5 błędnych przekonań związanych z perfumami

Perfumy towarzyszą naszej cywilizacji od wieków. Stały się przedmiotem pożądania, towarem luksusowym, dopełnieniem stylizacji zarówno kobiecych jak i męskich, podkreślając styl i charakter używających je osób. Nic dziwnego więc, że wokół tak ważnego elementu naszej kultury narosło wiele powszechnych przekonań. Oto 5 powszechnych błędnych przekonań o perfumach.

Perfumy nie zakrywają nieprzyjemnych zapachów

Ludwik XIV i jego słynący z braku higieny dwór byli w błędzie – perfumy nie zakrywają nieprzyjemnych zapachów.

Niestety, gdy z lenistwa pominiemy wieczorny prysznic, a na poranny nie będziemy mieli czasu, użycie dużej ilości perfum nie pomoże nam zamaskować nieprzyjemnego zapachu.

Wręcz przeciwnie, nieprzyjemne zapachy wymieszane z zapachem perfum stworzą wręcz mieszankę wybuchową.

Dezodorant nie zastępuje perfum – usługi

Chociaż to właśnie po dezodorant sięgamy z rana lub po treningu, aby zahamować wydzielanie nieprzyjemnych zapachów przez nasze ciało, to nie sprawi on, że będziemy ładnie pachnieć.

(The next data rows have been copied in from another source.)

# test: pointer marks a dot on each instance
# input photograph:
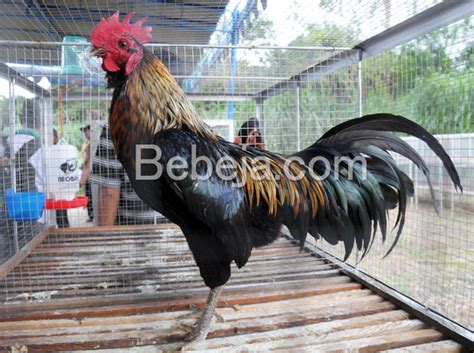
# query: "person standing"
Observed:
(86, 169)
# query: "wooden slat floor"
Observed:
(138, 290)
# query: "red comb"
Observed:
(112, 25)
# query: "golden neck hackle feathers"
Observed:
(159, 101)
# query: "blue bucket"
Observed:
(24, 206)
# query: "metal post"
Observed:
(12, 120)
(259, 114)
(298, 118)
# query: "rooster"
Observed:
(224, 215)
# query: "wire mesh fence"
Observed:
(297, 94)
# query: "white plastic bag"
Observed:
(63, 173)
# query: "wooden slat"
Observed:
(8, 266)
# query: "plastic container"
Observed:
(24, 206)
(78, 201)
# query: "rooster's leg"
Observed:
(204, 323)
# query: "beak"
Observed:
(97, 52)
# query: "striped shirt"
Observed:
(107, 171)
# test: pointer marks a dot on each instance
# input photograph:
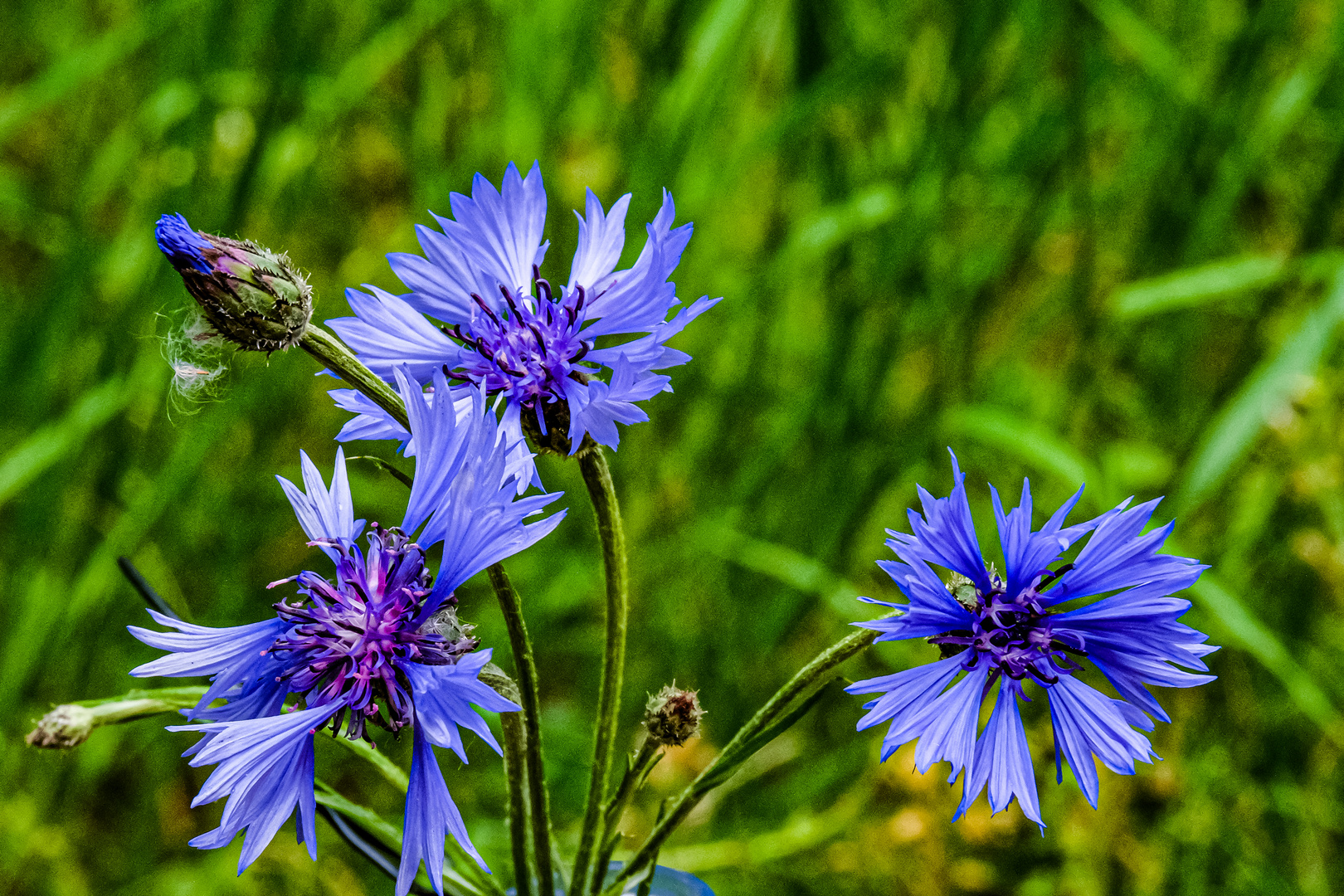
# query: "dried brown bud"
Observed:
(672, 716)
(66, 726)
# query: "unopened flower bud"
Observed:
(66, 726)
(672, 716)
(251, 296)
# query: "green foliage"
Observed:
(1073, 241)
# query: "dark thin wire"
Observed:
(358, 839)
(363, 843)
(145, 590)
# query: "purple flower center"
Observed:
(1015, 635)
(351, 638)
(528, 349)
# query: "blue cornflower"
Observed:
(505, 329)
(1011, 631)
(379, 642)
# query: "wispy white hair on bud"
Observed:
(194, 355)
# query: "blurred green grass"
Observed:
(1070, 240)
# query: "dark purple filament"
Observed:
(351, 638)
(1015, 635)
(527, 351)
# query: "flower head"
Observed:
(1012, 631)
(377, 642)
(672, 715)
(251, 296)
(503, 328)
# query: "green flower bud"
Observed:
(672, 716)
(251, 296)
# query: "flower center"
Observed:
(350, 638)
(1015, 635)
(527, 351)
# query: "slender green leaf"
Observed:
(1195, 286)
(1265, 391)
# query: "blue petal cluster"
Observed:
(1010, 631)
(480, 312)
(179, 242)
(379, 644)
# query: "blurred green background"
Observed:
(1074, 241)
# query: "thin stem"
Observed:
(707, 779)
(526, 670)
(515, 772)
(71, 724)
(635, 774)
(597, 477)
(343, 363)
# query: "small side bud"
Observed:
(251, 296)
(672, 716)
(66, 726)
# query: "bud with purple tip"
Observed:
(251, 296)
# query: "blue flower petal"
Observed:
(465, 485)
(444, 698)
(1089, 723)
(601, 241)
(431, 816)
(324, 514)
(1003, 761)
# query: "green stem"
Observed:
(343, 363)
(707, 779)
(597, 477)
(526, 670)
(515, 772)
(635, 774)
(71, 724)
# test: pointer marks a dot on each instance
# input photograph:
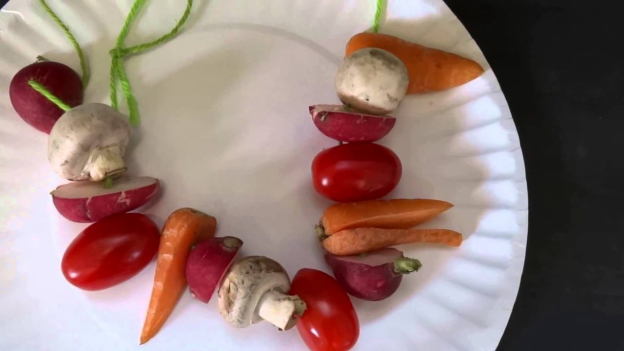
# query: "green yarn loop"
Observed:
(83, 60)
(118, 72)
(378, 12)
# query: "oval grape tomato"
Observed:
(356, 172)
(110, 251)
(329, 322)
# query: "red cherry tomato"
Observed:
(110, 251)
(329, 322)
(356, 172)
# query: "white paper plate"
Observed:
(225, 127)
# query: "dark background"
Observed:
(561, 66)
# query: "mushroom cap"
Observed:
(81, 130)
(243, 287)
(372, 80)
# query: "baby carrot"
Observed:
(429, 69)
(182, 229)
(393, 214)
(362, 240)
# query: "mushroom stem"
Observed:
(280, 309)
(105, 162)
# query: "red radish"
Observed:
(373, 276)
(207, 263)
(88, 201)
(35, 108)
(349, 125)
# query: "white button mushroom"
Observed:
(254, 290)
(88, 142)
(372, 80)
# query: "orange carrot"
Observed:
(362, 240)
(183, 228)
(392, 214)
(429, 69)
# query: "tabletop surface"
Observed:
(560, 67)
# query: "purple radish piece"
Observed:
(349, 125)
(207, 263)
(35, 108)
(87, 201)
(373, 276)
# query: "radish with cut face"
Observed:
(90, 201)
(373, 276)
(88, 143)
(207, 263)
(349, 125)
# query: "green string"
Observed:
(118, 73)
(45, 92)
(83, 61)
(378, 12)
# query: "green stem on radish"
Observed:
(406, 265)
(108, 182)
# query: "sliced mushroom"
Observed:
(253, 290)
(88, 142)
(372, 80)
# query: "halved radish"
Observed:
(87, 201)
(207, 263)
(349, 125)
(373, 276)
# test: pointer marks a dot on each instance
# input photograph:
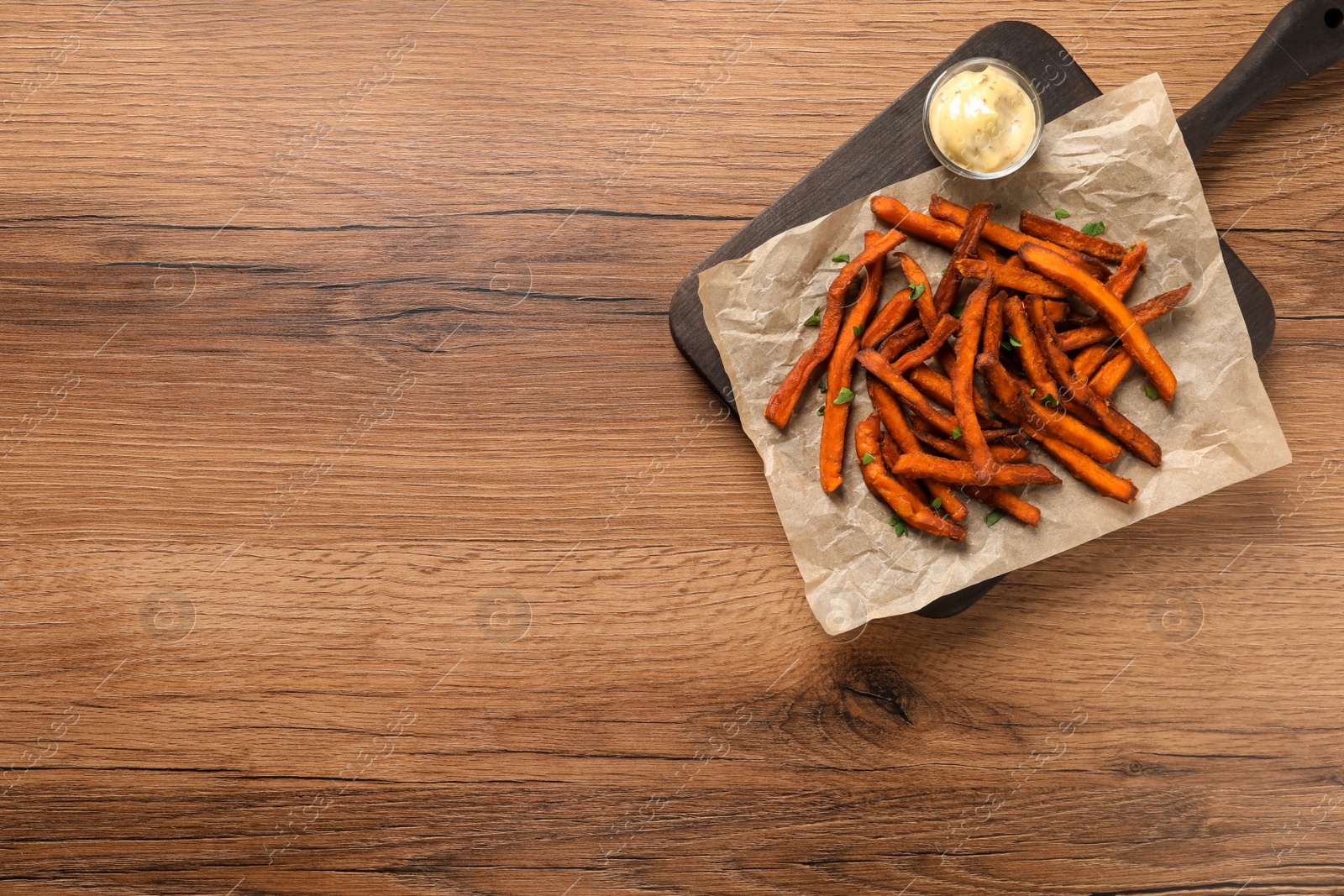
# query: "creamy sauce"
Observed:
(983, 120)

Mimo to, że dezodoranty często mają ładny zapach ich skład i przeznaczenie jest kompletnie inne niż w przypadku perfum. Te drugie, nie sprawią natomiast, że będziemy pocić się mniej lub, że nasz pot nie będzie wydzielał nieprzyjemnego zapachu.

Reasumując, dezodorant i perfumy to dwa różne produkty o kompletnie odmiennym działaniu i zastosowaniu. Pamiętaj jednak, że nic nie zastąpi porządnej higieny osobistej!

Sztuka psikania

Powszechnie popełnianym błędem jest psikanie perfumami dosłownie wszędzie. Jest to zabieg niepotrzebny i nieprzynoszący odpowiednich rezultatów (o czym więcej za chwilę).

Używając perfum, powinniśmy skupić się jedynie na kilku punktach naszego ciała: szyi, nadgarstka i wewnętrznych częściach kolan oraz łokci. Perfumy zastosowane w tych miejscach naturalnie „oddadzą” swój zapach i sprawią, że cali będziemy pachnieć o wiele dłużej niż gdy zastosujemy perfumy np. na ubraniach.

Im mniej tym lepiej

Zdarza się, zwłaszcza gdy jakiś zapach szczególnie lubimy, że perfum stosujemy po prostu za dużo.

Uzyskujemy tym samem odwrotny efekt niż zamierzany. Stajemy się przesiąknięci perfumami, a ich zapach mocno uderza po nosie wszystkich dookoła.

Jedno, góra dwa psiknięcia, w kluczowe miejsca wspomniane wcześniej w zupełności wystarcza!

Istnieją tylko wielkie marki

Każdy zna Chanel no.5. Warto jednak pamiętać, że istnieją również inni, mniejsi i mniej znani producenci perfum. Często małe, lokalne perfumerie produkują równie ciekawe zapachy, co „mainstreamowi” producenci perfum.

Warto rozejrzeć się w poszukiwaniu naszego własnego zapachu. Na pewno znajdziemy wiele ciekawych pozycji gdy zejdziemy z traktu wyznaczanego przez główny nurt świata zapachów.